Sanıklardan İskender Şahin, Nebil Kabasakal, Ali Ekşi, Ferdi Gazel, İsmail Gürbüz, Umut Düzel, Hacel Sat, Ali Düzel, Muhammed Ali Sertel, Süleyman Okur, Yıldıray Çetin ve Aykan Hamurcu'nun bombalama eyleminden haberdar olduğunun belirlenemediğini ifade eden Taşkıran, ancak bu kişilerin, patlamaları gerçekleştirenlerin terör örgütü üyesi olduklarını bildiğini, bunlarla irtibat halinde bulunduklarını, talimatlarına uyduklarını ve onlara yardım ettiklerini bildirdi.

Taşkıran, sanıklar Küçükdüveyki ve Gümüşlü'nün hazırlık süreci boyunca patlamayı organize eden sanıklarla görüştüğü, terör örgütü üyesi olduklarını bildiği, talimatlarına uyduğu, gizlilik içerisinde hareket ettiği, araca 'zula' denilen gizli bölmeler yapmanın suçta kullanılmaya yönelik olduğunu bildiklerini anlatan Taşkıran, bu kişilerin eylemlerinin 'örgüt içerisinde yer almaksızın örgüte bilerek ve isteyerek yardım olduğunu' vurguladı.

- 53 kez ağırlaştırılmış müebbet

Savcı Taşkıran, sanıklardan Eskiocak, Genç, Büyükkasım, Mansuroğlu, Özdemir, Evet, Ördek, Nazik ve Kılıç'ın 'devletin birliğini ve ülke bütünlüğünü bozmak' ile 52 kişiyi 'kasten öldürmek' suçundan 53'er kez ağırlaştırılmış müebbet hapis cezasına çarptırılmalarını istedi.

Bu sanıkların 52 kişiyi 'öldürmeye teşebbüs' etmek suçundan bin 560'ar yıla kadar mahkumiyetini talep eden Taşkıran, sanıkların ayrıca 'patlayıcı madde temin etmek, bulundurmak, nakletmek', 'kasten yaralama' ve 'mala zarar verme' suçlarından cezalandırılmaları isteğini dile getirdi.

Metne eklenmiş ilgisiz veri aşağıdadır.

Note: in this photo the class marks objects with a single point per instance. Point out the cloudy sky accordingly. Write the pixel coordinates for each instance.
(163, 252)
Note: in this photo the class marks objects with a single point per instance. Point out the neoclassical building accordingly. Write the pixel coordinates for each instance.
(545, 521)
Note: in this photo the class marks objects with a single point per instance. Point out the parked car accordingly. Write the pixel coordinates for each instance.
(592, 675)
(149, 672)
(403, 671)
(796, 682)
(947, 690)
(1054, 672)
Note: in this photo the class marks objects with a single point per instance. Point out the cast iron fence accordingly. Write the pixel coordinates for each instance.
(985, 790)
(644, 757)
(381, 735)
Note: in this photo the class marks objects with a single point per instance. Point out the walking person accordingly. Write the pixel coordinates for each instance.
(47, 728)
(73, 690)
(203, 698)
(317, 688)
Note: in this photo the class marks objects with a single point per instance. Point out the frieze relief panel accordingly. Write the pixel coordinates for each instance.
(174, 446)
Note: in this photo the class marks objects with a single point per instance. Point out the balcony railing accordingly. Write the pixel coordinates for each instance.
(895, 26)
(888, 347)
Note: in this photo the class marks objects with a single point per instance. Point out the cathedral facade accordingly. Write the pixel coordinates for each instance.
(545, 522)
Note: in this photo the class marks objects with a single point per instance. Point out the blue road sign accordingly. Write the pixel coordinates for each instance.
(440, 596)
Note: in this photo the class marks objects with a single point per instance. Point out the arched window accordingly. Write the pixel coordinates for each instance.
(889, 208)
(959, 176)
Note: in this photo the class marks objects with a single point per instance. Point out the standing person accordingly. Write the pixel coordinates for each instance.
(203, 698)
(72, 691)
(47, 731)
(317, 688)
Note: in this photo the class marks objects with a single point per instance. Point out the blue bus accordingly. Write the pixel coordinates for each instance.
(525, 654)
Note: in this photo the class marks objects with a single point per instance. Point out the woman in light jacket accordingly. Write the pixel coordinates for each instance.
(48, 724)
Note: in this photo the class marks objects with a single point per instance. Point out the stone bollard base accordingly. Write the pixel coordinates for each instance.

Sanıklardan İskender Şahin, Nebil Kabasakal, Ali Ekşi, Ferdi Gazel, İsmail Gürbüz, Umut Düzel, Hacel Sat, Ali Düzel, Muhammed Ali Sertel, Süleyman Okur ve Yıldıray Çetin hakkında 'örgüte üye olmamakla birlikte örgüt adına suç işlemek' ve 'suçluyu kayırmak' suçlarından 20'şer yıla kadar hapis cezası talebinde bulunan Taşkıran, Küçükdüveyki ve Gümüşlü'nün 'örgüt içindeki hiyerarşik yapıya dahil olmamakla birlikte örgüte bilerek veisteyerek yardım' suçundan 15'er yıla kadar mahkumiyetlerini istedi.

Sanıklardan Muhammet Gümüş, İnan Köseoğlu ve Mahmut Alper Düzgün'ün, mahkumiyetlerine ilişkin delil bulunmadığı gerekçesiyle beraatini isteyen Taşkıran, dosyanın uzamaması dikkate alınarak, Mihraç Ural, Ömer El Hatip, Muhammet Dip Korali, Yusuf Nazik, Cengiz Sertel, Ercan Bayat, Temir Dükancı ve Aykan Hamurcu'nun dosyalarının ayrılması talebinde bulundu.

Mahkeme heyeti, sanıklar ve avukatlarına esas hakkında savunmalarını hazırlamaları için süre vererek duruşmayı erteledi. Sanıkların tutukluluk halinin devamına hükmeden heyet, firarilerin yakalanması yönündeki kararların devamını kararlaştırdı.

Bu arada, duruşmanın sonunda, saldırıda ölenlerin bazı yakınları, sanık avukatlarına tepki gösterdi.

Duruşma salonu önünde de bu kişilerle polis arasında tartışma çıktı. Çevik kuvvet polislerinin müdahalesi sırasında davanın müdahili bir kişi başından yaralandı.

- Davanın geçmişi

Hatay'ın Reyhanlı ilçesinde 11 Mayıs 2013'te bomba yüklü araçlarla düzenlenen 2 ayrı saldırıda 53 kişi hayatını kaybetmişti.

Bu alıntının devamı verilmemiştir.